CHESTERFIELD COUNTY, Va. -- As the Virginia Employment Commission tries to resolve tens of thousands of fraud cases, a teacher in Chesterfield says they just sent her a bill for $7,000.
Michelle Duggan was furloughed for five months at the height of the pandemic in 2020, actually got benefits and then went back to work when school resumed.
Because everything went so smoothly, she has no idea why the VEC says she owes the money. Until she contacted CBS6, she said no one there appeared to be listening.
"I got a letter recently about a month ago, stating that I owed almost $7,000 back to them, that I was overpaid,” said Michelle Duggan.

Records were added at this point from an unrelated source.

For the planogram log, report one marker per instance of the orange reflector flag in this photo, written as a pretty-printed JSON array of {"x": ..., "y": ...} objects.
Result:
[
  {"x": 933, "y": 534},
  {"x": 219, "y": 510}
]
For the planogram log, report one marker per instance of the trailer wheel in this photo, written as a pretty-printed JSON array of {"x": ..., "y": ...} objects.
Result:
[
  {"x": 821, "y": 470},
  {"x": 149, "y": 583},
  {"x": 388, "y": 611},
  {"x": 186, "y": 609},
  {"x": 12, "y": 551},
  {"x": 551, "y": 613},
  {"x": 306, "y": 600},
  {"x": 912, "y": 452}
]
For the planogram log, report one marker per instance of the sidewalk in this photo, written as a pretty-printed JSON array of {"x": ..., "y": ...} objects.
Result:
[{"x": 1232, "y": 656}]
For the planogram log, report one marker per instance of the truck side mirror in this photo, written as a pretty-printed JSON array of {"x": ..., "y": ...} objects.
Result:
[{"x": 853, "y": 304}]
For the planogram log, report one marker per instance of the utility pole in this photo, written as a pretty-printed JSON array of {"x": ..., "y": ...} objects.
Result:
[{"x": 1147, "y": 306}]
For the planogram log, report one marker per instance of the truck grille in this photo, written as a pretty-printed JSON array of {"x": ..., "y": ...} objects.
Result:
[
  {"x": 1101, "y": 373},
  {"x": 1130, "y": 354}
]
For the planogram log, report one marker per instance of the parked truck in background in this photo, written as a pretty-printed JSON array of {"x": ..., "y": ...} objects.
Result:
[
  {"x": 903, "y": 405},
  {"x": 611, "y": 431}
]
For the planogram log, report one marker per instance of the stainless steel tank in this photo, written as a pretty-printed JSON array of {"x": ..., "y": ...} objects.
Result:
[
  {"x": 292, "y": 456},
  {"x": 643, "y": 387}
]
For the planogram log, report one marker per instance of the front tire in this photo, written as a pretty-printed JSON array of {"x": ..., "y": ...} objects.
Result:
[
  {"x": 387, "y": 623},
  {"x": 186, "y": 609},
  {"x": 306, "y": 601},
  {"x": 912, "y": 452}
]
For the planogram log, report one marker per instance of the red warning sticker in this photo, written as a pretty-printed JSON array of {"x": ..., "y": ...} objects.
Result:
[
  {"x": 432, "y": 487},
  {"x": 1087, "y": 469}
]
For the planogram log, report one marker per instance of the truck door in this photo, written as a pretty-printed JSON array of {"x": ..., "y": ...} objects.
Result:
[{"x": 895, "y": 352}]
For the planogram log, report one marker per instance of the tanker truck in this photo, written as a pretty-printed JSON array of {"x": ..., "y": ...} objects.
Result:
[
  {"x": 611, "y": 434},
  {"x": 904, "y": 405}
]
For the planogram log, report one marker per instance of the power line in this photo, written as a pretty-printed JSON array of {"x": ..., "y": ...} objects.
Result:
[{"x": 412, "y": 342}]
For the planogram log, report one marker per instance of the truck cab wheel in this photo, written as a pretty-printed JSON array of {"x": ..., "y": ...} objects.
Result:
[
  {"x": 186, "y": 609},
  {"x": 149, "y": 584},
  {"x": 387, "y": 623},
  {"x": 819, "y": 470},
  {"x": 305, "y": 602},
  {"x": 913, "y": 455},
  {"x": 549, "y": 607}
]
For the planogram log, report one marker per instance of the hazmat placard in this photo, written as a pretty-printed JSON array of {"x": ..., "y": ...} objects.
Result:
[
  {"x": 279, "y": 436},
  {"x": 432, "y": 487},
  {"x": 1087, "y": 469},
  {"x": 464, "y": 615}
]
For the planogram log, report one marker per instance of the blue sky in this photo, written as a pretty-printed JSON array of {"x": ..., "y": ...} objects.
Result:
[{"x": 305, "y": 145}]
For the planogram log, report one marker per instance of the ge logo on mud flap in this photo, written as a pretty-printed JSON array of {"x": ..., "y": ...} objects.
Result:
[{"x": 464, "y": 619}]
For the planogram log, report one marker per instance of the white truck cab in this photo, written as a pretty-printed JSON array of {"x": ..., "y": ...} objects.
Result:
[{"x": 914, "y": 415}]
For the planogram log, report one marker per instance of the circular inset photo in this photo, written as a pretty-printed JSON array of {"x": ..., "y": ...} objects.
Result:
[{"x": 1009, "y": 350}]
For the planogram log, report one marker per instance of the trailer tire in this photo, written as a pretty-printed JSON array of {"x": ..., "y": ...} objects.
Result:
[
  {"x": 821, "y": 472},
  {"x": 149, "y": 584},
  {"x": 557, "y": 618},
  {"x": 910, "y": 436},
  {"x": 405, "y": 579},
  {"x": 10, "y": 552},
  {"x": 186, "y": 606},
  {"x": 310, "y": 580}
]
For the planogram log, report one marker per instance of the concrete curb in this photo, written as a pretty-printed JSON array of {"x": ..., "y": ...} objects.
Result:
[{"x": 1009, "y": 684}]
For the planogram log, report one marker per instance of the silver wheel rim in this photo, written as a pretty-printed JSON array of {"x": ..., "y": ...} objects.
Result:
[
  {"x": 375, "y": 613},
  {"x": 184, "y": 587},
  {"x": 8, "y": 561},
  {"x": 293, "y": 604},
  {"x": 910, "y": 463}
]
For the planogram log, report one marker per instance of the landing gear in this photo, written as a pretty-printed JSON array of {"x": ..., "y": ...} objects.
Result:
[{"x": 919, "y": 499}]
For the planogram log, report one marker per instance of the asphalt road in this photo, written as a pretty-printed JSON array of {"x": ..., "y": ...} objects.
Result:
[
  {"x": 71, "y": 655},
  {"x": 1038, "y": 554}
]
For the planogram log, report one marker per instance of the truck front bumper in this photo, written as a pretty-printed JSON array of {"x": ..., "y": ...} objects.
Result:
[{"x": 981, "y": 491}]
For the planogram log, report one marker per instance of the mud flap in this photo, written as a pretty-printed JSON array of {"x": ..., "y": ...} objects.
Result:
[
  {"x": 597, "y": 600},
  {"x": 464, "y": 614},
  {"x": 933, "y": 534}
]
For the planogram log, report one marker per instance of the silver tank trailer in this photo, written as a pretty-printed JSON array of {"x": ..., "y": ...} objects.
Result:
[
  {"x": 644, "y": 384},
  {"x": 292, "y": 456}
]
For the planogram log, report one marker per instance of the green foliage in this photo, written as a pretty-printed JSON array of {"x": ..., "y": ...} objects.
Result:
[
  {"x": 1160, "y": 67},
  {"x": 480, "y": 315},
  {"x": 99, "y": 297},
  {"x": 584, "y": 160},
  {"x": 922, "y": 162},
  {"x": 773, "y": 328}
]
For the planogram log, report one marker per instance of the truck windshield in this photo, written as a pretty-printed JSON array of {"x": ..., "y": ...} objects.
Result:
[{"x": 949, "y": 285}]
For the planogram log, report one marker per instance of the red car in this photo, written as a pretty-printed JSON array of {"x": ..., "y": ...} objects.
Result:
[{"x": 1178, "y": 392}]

It has been nearly two years since the pandemic led to her layoff when the private school where she teaches shut down. But she says clearing up what seems almost a distant memory by getting through to the VEC remains impossible.
"We were furloughed from mid-March until August  when I returned back to work,” Duggan said. “In that five-month period, I had no problems collecting every week, as the checks were automatically put into my bank account."
Then, last month, letters started coming from the VEC saying the Chester woman must pay back most of the benefits that had been her lifeline during the pandemic. But why she must do so was not made clear at all.
“I have received a total right now of four different letters,” said Duggan. “And on the letters, they give you a code that tells you what the deputy has said is wrong. Some of the codes say I was unavailable to work. And some of them say other things on them, that they just overpaid me. And so, I’m kind of confused about that too as to what is the true, valid reason.”
Duggan says when she logged on to her VEC account recently, much of her personal information had been altered, including her work dates, the city where she lives, her email and phone numbers. But the impossibility of getting in touch with an actual person at the VEC to explain to her how all that happened has Duggan feeling frantic.
She’s now worried about fraud or identity theft.
“I have yet to hear back from them at all,” she said. “I wrote a cover letter, it was an appeal letter. You had to file an appeal before a certain date, which I did. Got that straight and then I also filed a fraud report with them.”
Why Duggan is being asked to repay half of the unemployment funds that kept her family afloat, and not her colleagues, is a mystery to her.
“I was furloughed, along with like 20-something other employees,” Duggan said. “We were all furloughed at the same time. And to this day, I've asked my co-workers and none of them have had this issue with the VEC.”
CBS6 reached out to the VEC about Duggan’s case this week.
Duggan told CBS6 late Friday that someone from the VEC contacted her and said because she mistakenly marked "not available for work" when COVID-19 took her job away, that raised a red flag and triggered the request for repayment.
As for resolving her case, Duggan was told a deputy must sign off on it, which she was told could take up to a year.